An incremental move in the direction of accommodation appears to be afoot in that the Ontario International Airport Authority, the entity that was created by the city of Ontario and the county of San Bernardino to assume management control of the airport upon its return to local ownership, has designated recently installed Fourth District County Supervisor Curt Hagman, whose district includes Ontario, as a second negotiator to complement Wapner in dealing with Los Angeles and LAWA officials.
“I hope this impending personnel change clears the way for the cities of Ontario and LA to reach agreement on the transfer of Ontario International Airport to local control on terms that are consistent with all previous transfers of commercial airports between public agencies. We stand ready to work with Mayor Garcetti to determine a fair payment for the transfer of Ontario International Airport that makes LAWA whole with respect to any unreimbursed investments it has made in ONT.”
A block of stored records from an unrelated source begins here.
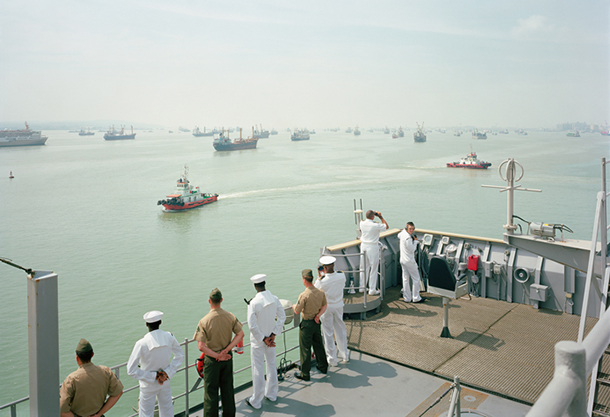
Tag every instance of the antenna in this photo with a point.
(358, 217)
(509, 177)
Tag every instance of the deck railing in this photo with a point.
(566, 394)
(189, 362)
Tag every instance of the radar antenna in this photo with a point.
(510, 176)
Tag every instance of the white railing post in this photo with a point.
(566, 393)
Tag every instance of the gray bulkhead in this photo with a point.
(504, 272)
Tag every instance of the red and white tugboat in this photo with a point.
(186, 196)
(470, 161)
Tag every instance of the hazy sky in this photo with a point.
(306, 63)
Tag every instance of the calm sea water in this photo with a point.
(87, 209)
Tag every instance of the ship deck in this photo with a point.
(498, 347)
(369, 386)
(503, 354)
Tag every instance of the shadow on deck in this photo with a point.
(497, 347)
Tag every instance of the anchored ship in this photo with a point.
(84, 132)
(223, 143)
(513, 301)
(299, 134)
(22, 137)
(186, 196)
(198, 133)
(470, 161)
(419, 136)
(260, 133)
(478, 135)
(112, 134)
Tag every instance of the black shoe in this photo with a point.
(298, 375)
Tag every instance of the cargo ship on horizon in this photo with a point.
(22, 137)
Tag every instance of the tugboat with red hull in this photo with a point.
(470, 161)
(186, 196)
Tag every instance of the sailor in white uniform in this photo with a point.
(333, 284)
(263, 310)
(408, 244)
(153, 353)
(369, 242)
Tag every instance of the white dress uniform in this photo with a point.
(332, 320)
(153, 352)
(409, 267)
(262, 312)
(369, 242)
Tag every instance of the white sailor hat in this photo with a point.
(328, 260)
(153, 316)
(258, 278)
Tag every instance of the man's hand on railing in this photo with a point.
(161, 377)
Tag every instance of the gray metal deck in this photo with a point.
(370, 386)
(496, 346)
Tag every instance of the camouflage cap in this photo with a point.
(83, 347)
(215, 295)
(307, 273)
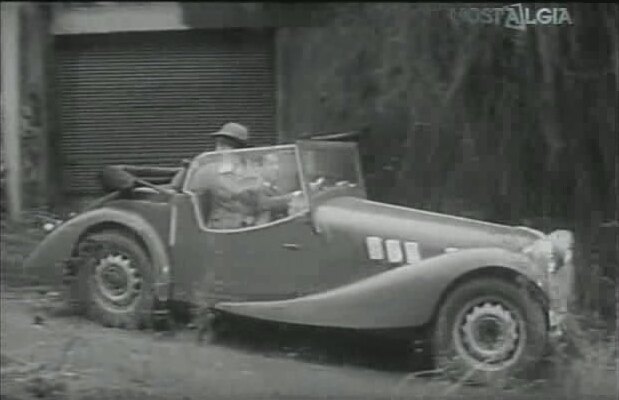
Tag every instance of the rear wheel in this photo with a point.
(489, 331)
(115, 281)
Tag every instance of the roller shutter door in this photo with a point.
(152, 98)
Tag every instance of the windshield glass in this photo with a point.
(329, 166)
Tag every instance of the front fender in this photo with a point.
(400, 298)
(44, 263)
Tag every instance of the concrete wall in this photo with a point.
(34, 111)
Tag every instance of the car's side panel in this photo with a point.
(60, 245)
(403, 297)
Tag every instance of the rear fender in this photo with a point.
(403, 297)
(45, 262)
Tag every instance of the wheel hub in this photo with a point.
(489, 334)
(117, 278)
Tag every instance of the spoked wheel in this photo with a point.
(488, 331)
(116, 281)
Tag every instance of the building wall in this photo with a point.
(34, 125)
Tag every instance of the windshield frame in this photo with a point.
(309, 144)
(195, 164)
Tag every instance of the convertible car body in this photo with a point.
(331, 258)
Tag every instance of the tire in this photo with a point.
(469, 313)
(116, 254)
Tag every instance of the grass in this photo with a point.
(17, 241)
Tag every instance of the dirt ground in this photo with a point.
(56, 357)
(45, 355)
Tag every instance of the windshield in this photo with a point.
(331, 167)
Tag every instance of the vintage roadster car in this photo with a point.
(490, 294)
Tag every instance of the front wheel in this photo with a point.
(116, 281)
(489, 330)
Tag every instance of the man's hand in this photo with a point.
(298, 203)
(317, 184)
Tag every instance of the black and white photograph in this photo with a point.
(309, 200)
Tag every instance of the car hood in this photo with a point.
(433, 231)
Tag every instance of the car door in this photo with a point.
(256, 252)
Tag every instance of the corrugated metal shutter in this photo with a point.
(152, 98)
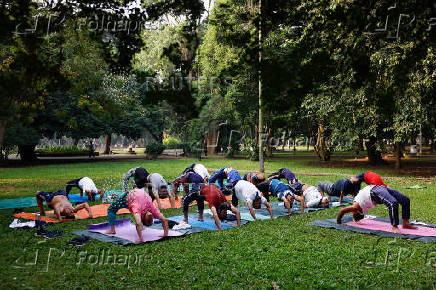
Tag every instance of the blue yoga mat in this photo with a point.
(31, 201)
(18, 202)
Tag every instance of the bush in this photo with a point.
(154, 149)
(62, 150)
(172, 143)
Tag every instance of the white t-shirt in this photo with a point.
(246, 191)
(312, 197)
(201, 170)
(363, 198)
(86, 184)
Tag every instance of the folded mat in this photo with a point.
(99, 210)
(381, 227)
(197, 226)
(125, 233)
(208, 222)
(31, 201)
(18, 202)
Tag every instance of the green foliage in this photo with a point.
(153, 149)
(62, 150)
(232, 266)
(171, 143)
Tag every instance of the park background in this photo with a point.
(328, 89)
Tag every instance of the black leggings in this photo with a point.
(190, 197)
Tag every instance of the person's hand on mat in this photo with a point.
(111, 231)
(406, 225)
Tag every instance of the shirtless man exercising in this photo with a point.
(59, 202)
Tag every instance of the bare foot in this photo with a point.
(409, 227)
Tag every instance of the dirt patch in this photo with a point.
(420, 167)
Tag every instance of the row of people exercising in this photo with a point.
(254, 189)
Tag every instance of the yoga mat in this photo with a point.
(99, 210)
(31, 201)
(18, 202)
(127, 231)
(75, 197)
(207, 224)
(386, 227)
(349, 225)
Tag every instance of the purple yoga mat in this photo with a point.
(126, 230)
(386, 227)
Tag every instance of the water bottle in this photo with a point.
(38, 221)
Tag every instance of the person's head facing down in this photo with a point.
(147, 219)
(257, 202)
(68, 211)
(290, 199)
(222, 210)
(259, 177)
(324, 202)
(357, 216)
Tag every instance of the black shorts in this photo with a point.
(48, 196)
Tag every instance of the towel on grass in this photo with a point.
(125, 230)
(31, 201)
(380, 226)
(99, 210)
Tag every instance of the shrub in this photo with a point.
(153, 149)
(172, 143)
(62, 150)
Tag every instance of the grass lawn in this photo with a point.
(283, 252)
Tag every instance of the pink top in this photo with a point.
(140, 202)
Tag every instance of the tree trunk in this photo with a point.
(269, 149)
(2, 131)
(374, 155)
(321, 147)
(107, 146)
(361, 148)
(398, 155)
(27, 153)
(261, 159)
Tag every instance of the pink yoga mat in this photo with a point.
(126, 230)
(386, 227)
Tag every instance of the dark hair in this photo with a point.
(224, 206)
(357, 216)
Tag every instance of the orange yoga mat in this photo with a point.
(97, 211)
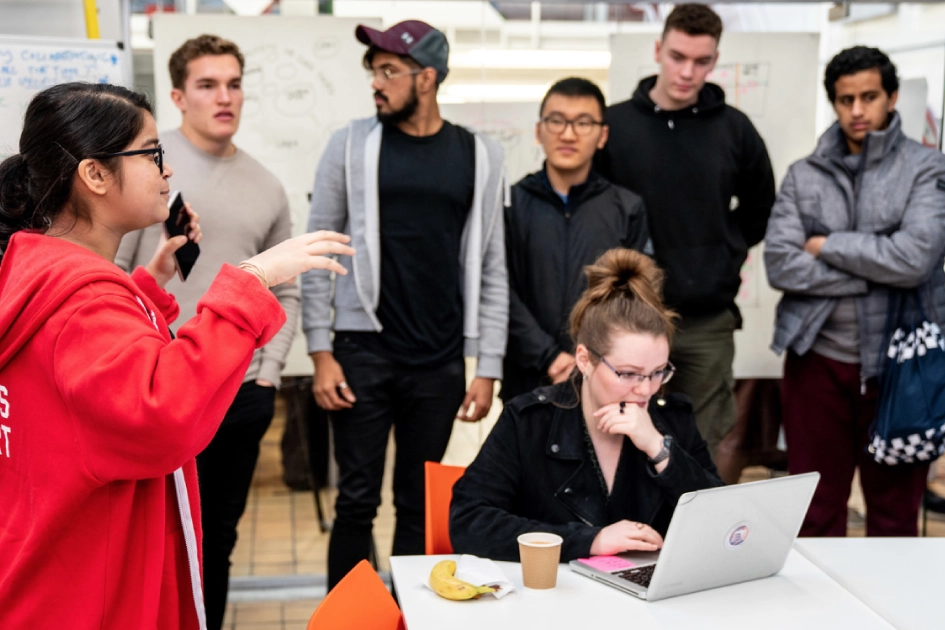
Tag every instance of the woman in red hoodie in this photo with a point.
(101, 412)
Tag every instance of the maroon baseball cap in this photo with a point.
(413, 38)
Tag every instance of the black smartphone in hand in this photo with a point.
(176, 225)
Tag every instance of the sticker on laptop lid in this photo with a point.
(737, 535)
(607, 564)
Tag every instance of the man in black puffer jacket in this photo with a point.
(562, 218)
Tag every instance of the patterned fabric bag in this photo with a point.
(910, 417)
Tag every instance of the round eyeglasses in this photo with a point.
(658, 377)
(582, 126)
(157, 154)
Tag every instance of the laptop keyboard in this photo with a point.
(641, 575)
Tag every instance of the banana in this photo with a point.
(444, 583)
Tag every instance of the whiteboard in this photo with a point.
(30, 64)
(512, 125)
(773, 78)
(302, 81)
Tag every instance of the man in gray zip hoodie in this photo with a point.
(423, 202)
(864, 214)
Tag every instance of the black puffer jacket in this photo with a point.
(548, 243)
(534, 473)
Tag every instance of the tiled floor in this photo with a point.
(280, 542)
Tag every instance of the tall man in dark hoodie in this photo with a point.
(422, 200)
(562, 218)
(860, 217)
(705, 177)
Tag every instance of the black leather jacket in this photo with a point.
(535, 473)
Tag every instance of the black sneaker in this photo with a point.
(934, 502)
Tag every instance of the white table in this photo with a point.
(902, 579)
(801, 596)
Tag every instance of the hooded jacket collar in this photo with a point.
(38, 273)
(877, 145)
(711, 99)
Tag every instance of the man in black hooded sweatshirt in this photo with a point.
(562, 218)
(705, 177)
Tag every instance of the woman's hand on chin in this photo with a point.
(633, 420)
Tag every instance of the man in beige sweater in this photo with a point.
(243, 211)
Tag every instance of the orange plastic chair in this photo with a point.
(438, 485)
(360, 601)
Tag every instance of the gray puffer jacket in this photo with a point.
(885, 228)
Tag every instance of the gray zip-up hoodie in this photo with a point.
(345, 199)
(885, 229)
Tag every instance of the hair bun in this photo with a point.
(16, 202)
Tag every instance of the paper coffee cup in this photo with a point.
(539, 553)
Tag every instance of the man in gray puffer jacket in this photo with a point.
(865, 213)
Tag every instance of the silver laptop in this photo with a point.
(717, 537)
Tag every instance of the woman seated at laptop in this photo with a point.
(600, 460)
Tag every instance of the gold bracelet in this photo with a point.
(256, 270)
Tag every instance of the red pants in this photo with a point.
(826, 425)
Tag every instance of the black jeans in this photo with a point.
(420, 404)
(225, 471)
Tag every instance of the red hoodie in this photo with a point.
(98, 409)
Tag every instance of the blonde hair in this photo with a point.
(624, 293)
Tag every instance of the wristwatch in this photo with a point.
(664, 452)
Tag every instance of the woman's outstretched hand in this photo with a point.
(283, 262)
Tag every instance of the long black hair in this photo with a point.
(63, 125)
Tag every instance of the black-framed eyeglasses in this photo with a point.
(157, 154)
(659, 377)
(383, 75)
(581, 126)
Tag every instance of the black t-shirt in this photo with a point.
(425, 186)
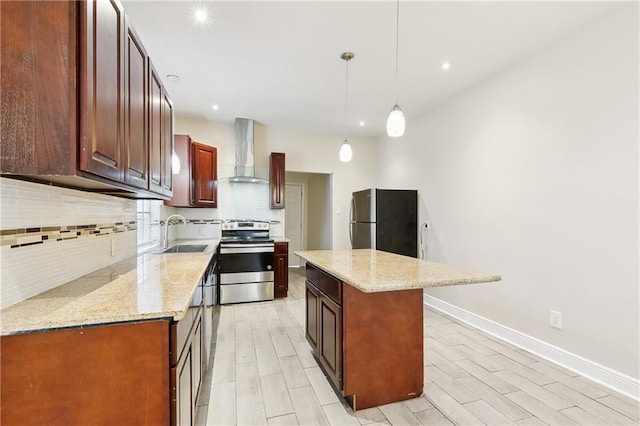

Whether or not her departure will encourage Ontario to reevaluate its approach with regard to the airport, Lindsey will remain in place at LAWA for the next two to four months as Mayor Garcetti’s office and airport commissioners coordinate with Spencer Stuart, a leading executive search consulting firm, to identify Lindsey’s successor. After her replacement is brought in, it is anticipated Lindsey will remain with LAWA for a long enough interval to bring the new executive director up to speed.
Sean Burton, the president of the Los Angeles Board of Airport Commissioners, said of Lindsey, “A good leader brings out the best in a team. Gina Marie has put together a strong and efficient team that is transforming Los Angeles International Airport into an airport the city can be proud of, responsibly managed costs and operations at Ontario International Airport through difficult market changes, and moved Van Nuys, a general aviation airport that had been losing money, into a brighter future. I am proud to have been able to work with her.” In a memo to LAWA staff, Lindsey summarized their achievements. Two of those touched on Ontario Airport directly.
“We’ve gradually reduced Ontario International Airport operating costs to maintain a relatively consistent cost per passenger despite significant passenger reductions,” Lindsey noted in one section of the memo, the context of which implied Ontario International’s expenses and operating costs are exceeding revenues.
Lindsey’s memo also stated, “There’s now an established, systematic process for determining capital investment priorities at each airport.”
Ontario Mayor Paul Leon said that “I wish Ann Marie all the best. I can say that she was dedicated and loyal and did a fine job for the ones who employed her. I hope she finds fulfillment as she moves on to the next season of her life.”